Wie grün ist der Strom, den wir geliefert bekommen, wirklich? Wir geben Antwort.

Das Umweltbewusstsein der Österreicher steigt stetig, und ein großer Teil der Bevölkerung ist bereit, für ein nachhaltiges Produkt tiefer in die Tasche zu greifen. Ein solches Umdenken geht auch an den Anbietern von Strom nicht spurlos vorüber und so kam es, dass jene Produkte am Markt immer präsenter wurden, die dem Kunden die heile Welt des grünen Stromlieferanten vorgaukeln.

Lesen Sie dazu auch unseren Kommentar "Strom- und Gasmarkt: Keine Bindung für Lieferanten?"

Mythos vom elektrifizierten SaubermannCartoon Strommarkt (Bild: Pitter)

Es stellt sich allerdings die Frage, wo der zusätzliche saubere Strom herkommt, wenn nur wenige Anlagen neu gebaut werden, die ihn produzieren könnten. Wer stellt also sicher, dass der Kunde auch jenes nachhaltige Produkt erhält, für das er bezahlt? Wir haben die wichtigsten Antworten zum Thema "grüner Strom" zusammengefasst und räumen mit dem Mythos des elektrifizierten Saubermanns auf.

Wann spricht man eigentlich von Ökostrom?

Von Ökostrom oder grünem Strom sprechen wir, wenn die elektrische Energie ausschließlich aus erneuerbaren Energieträgern erzeugt wird. Dazu zählen Wind, Sonne, Erdwärme, Biomasse und Wasserkraft sowie exotischere Energieträger wie Wellen- und Gezeitenenergie, Deponie-, Klär- und Biogas.

Mein Anbieter verspricht mir 100 % Strom aus regenerativen Quellen. Darf ich mich auf diese Aussage verlassen?

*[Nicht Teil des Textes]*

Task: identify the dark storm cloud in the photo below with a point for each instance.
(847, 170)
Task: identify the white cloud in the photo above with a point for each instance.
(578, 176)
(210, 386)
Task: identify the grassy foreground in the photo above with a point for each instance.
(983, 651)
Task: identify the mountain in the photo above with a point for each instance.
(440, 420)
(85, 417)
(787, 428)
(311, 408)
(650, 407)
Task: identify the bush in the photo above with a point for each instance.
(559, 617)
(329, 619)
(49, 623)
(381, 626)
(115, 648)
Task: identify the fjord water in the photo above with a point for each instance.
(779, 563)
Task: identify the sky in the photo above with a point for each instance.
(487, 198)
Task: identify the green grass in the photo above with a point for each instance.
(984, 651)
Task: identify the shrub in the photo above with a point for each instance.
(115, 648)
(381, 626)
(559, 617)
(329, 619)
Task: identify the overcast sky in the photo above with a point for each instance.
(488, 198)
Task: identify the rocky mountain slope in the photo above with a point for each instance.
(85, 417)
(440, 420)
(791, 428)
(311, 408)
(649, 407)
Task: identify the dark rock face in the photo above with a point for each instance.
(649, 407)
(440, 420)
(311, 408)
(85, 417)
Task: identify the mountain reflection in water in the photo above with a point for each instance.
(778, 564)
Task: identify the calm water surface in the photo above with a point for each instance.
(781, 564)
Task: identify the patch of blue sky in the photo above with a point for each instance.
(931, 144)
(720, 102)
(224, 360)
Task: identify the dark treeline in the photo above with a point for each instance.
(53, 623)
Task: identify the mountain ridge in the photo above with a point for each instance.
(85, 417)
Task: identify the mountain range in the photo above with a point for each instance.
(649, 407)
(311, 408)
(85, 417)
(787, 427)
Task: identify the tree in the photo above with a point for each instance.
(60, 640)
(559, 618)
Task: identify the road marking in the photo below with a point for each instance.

Leider nicht immer. Nicht in allen angebotenen Ökostrom-Produkten ist auch tatsächlich nur Ökostrom drinnen. Viele Stromanbieter in Österreich haben Strom aus fossilen Energieträgern und auch Atomstrom in ihrem Mix. Der angegebene Anteil wird allerdings durch Tricks gering gehalten. Ist die Herkunft des Stroms nicht eindeutig eruierbar, wird er mit dem Kürzel "ENTSO-E Mix" gekennzeichnet. Im Jahr 2010 setzte sich dieser aus 16,94 % Wasserkraft, 48,92 % fossilen Energie­trägern, 26,61 % nuklearer Energie, 7,21 % sonstiger erneuerbarer Energie und 0,32 % anderer Energie zusammen.

Zertifikate, Kleingedrucktes

Was sind sogenannte Strom-Zertifikate?

Unternehmen, die Strom aus erneuerbarer Energie herstellen, können sich dafür Zertifikate ausstellen lassen, mit denen sie handeln dürfen. Das in Europa bekannteste Zertifi­kate-System heißt RECS (Renewable Energy Certificate System). Der Haken dabei: Ein ­solches Zertifikat darf auch ohne den dazugehörenden Strom verkauft werden. Das heißt, ein Stromanbieter kauft sich von einem anderen ein Zertifikat und darf fortan behaupten, grünen Strom im Portfolio zu haben. So kann ungeliebter Atomstrom auf einfache Art und Weise grüngewaschen werden – klassischer Etikettenschwindel.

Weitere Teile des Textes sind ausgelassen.